The model presented in the MaskRCNN paper is actually a fairly simple extension of the FasterRCNN object detection model to turn it into an instance segmentation model. The complexity is due to the FasterRCNN model. MaskRCNN belongs to a family models that deal with the problem of identifying individual instances of objects by using two stage approach. In the first stage we identify regions of interest within the image, known as region proposals. In the second stage we refine these regions of interest to output predicted bounding boxes (and possibly segmentation masks). for objects in the image. We also predict labels for the class of object within each bounding box.
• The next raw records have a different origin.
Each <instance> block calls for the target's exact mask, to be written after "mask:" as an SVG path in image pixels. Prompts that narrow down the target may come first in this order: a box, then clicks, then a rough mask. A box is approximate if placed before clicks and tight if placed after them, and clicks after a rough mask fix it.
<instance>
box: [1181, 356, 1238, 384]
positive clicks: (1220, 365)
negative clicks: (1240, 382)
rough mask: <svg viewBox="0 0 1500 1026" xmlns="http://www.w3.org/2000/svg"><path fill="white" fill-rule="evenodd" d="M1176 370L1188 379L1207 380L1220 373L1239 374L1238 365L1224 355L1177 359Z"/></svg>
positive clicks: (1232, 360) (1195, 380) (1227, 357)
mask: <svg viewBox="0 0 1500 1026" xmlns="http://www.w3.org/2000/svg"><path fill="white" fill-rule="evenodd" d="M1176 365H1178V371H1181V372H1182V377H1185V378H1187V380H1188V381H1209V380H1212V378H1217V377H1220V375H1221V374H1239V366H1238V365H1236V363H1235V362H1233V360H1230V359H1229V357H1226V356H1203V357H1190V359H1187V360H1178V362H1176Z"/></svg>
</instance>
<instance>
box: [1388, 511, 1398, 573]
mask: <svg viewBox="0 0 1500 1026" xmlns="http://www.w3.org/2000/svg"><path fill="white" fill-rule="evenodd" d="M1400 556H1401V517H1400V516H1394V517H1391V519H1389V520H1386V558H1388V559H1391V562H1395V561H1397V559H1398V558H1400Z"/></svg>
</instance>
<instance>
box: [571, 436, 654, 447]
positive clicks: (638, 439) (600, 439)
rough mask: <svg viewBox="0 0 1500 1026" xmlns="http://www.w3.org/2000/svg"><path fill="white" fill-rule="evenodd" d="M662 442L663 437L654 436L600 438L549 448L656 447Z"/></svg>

The model consists of the following components

Backbone network
Region proposal network (RPN) which is stage 1
Detection network which is stage 2

Backbone network¶

Both of the stages share a common backbone network. The backbone network can be any architecture. For example in the Faster RCNN paper one of the architectures they tried was VGG-16. ResNet models are also popular backbones. The backbone architecture acts on the entire image and outputs a feature map which serves as the input to the region proposal network and the detection network.

Region proposal network¶

This takes as input the feature maps from the backbone network and has a pair of outputs:

A fixed number of bounding boxes for potential regions of interest (RoIs) across the image.
A probability for each bounding box of whether it contains an object,

To understand how this the model works, first we need to introduce the idea of anchor boxes. We can think of these as initial bounding boxes for locations all across the image. The model has to refine these to provide bounding boxes around potential RoIs across the image. Typically we have anchor boxes with different scales and aspect ratios to enable the model to learn to predict bounding boxes effectively for objects of different sizes and shapes.

Object detection network¶

The input for this stage are feature maps from the backbone and RoIs from the RPN. The goal of this stage is to classify the object in the RoI and refine the bounding boxes from the RPN, leading to the following two outputs:

Refined bounding boxes
Softmax probability for the class of the object within the bounding box

The RoIs are used to crop regions from the feature maps which are these passed through a network to provide the outputs. Since the cropped regions will have different sizes, the first step involves passing them through a pooling layer which uses a pooling method called RoIPooling which results in fixed size outputs.

RoIPooling¶

The crops are divided into a fixed number of blocks (with variable numbers of pixels for each RoI) and the pixels within each block are aggregated for example by max-pooling. This results in a fixed size feature map for each crop.